When a memory is stored, an entity extraction pipeline identifies people, projects, technologies, and concepts, then writes them as nodes and edges in Neo4j. Over time, a knowledge graph emerges organically from the memories themselves:
A query like "How does Redis connect to the VK platform?" traverses from the Redis entity node to find three paths: the session token strategy, the cache invalidation pattern, and a shared dependency with email-triage. Vector search would only find documents about Redis. The graph finds documents connected through Redis.
- "What decisions were made about authentication?" → traverse from
JWTentity → 2 connected memories across 1 project - "What infrastructure do these three projects share?" → fan-out from project nodes → intersection at
RedisandPostgreSQL - "Show me everything connected to the email triage system" → single entity traversal → technologies, decisions, related projects
This is the kind of reasoning that flat key-value memory fundamentally cannot do.
Memory Lifecycle
Memories aren't static.
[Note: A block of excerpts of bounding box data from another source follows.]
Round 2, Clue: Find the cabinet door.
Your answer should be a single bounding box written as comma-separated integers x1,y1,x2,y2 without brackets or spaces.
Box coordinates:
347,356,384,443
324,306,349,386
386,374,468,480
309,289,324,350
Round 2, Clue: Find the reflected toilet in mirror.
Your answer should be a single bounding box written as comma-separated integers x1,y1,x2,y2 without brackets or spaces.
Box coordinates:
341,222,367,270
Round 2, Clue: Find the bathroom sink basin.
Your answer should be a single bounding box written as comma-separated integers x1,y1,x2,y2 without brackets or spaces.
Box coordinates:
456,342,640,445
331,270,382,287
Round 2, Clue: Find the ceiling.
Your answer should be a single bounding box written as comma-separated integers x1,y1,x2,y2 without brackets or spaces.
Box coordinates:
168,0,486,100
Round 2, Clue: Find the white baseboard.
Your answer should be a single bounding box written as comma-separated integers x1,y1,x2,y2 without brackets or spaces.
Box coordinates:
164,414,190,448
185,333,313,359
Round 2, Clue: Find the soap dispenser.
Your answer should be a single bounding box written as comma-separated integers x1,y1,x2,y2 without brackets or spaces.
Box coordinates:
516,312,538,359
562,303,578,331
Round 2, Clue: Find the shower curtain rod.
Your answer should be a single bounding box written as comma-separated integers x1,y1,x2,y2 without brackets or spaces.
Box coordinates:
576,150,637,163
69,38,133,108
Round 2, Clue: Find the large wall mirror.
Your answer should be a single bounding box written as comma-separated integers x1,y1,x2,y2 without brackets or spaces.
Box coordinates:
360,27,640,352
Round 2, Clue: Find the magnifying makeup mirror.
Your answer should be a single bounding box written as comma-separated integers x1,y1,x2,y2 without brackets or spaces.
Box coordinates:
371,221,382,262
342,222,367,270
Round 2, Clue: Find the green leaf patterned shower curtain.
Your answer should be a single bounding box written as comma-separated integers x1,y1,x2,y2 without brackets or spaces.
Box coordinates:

An automated promotion pipeline manages the lifecycle:
- Decay -- relevance score drops exponentially based on access recency (30-day half-life), with type-weighted adjustments. Frequently accessed memories stay hot
- Pinning -- critical memories (operator identity, foundational corrections) are marked permanent and exempt from decay
- Consolidation -- near-duplicate memories (>0.95 cosine similarity) are detected and flagged for merge or auto-archive
- Auto-archive -- memories below the relevance threshold are soft-archived, never hard-deleted
The pipeline is driven by a scoring function that considers recency, access frequency, memory type, and content quality -- then runs as a scheduled background process.
Design Principles
Zero external API dependencies. Embedding generation (all-MiniLM-L6-v2) and reranking (ms-marco-MiniLM) run locally via ONNX. No token costs, no network latency, no third-party data sharing. A memory system that depends on an API to think isn't a memory system -- it's a feature that disappears when the API changes.
Interface-driven architecture. Every backend implements a shared TypeScript interface (IMemoryStore, IVectorSearch). PostgreSQL can be swapped for SQLite. The in-memory embedding index can be swapped for pgvector. Clients don't know or care which backend is active.
Eval-gated deployment. A built-in retrieval evaluation harness measures Precision@K, Recall@K, MRR, and NDCG against a seeded query set. No changes ship without confirming search quality holds. This is how production search systems are maintained -- not vibes, measurements.
Graceful degradation. Neo4j, Redis, and MinIO each have an enabled flag. The system runs on PostgreSQL alone, or SQLite alone, or with any combination of optional backends. Every layer is additive.
Results
The system runs 24/7 as a Windows service, accessible across a WireGuard VPN from any device on the network. It's been the primary memory backend for all AI-assisted development work since deployment.
- Sub-50ms hybrid search with cross-encoder reranking -- faster than a filesystem glob
- 12 MCP tools available to any compatible AI assistant without configuration
- Full offline operation -- embedding, search, and reranking run without internet
- Automated lifecycle -- the memory store stays relevant without manual curation
- 44-test regression suite -- every phase validated against the eval harness baseline
Current AI memory is where databases were before indexing -- brute-force scans over flat files. This project is the index.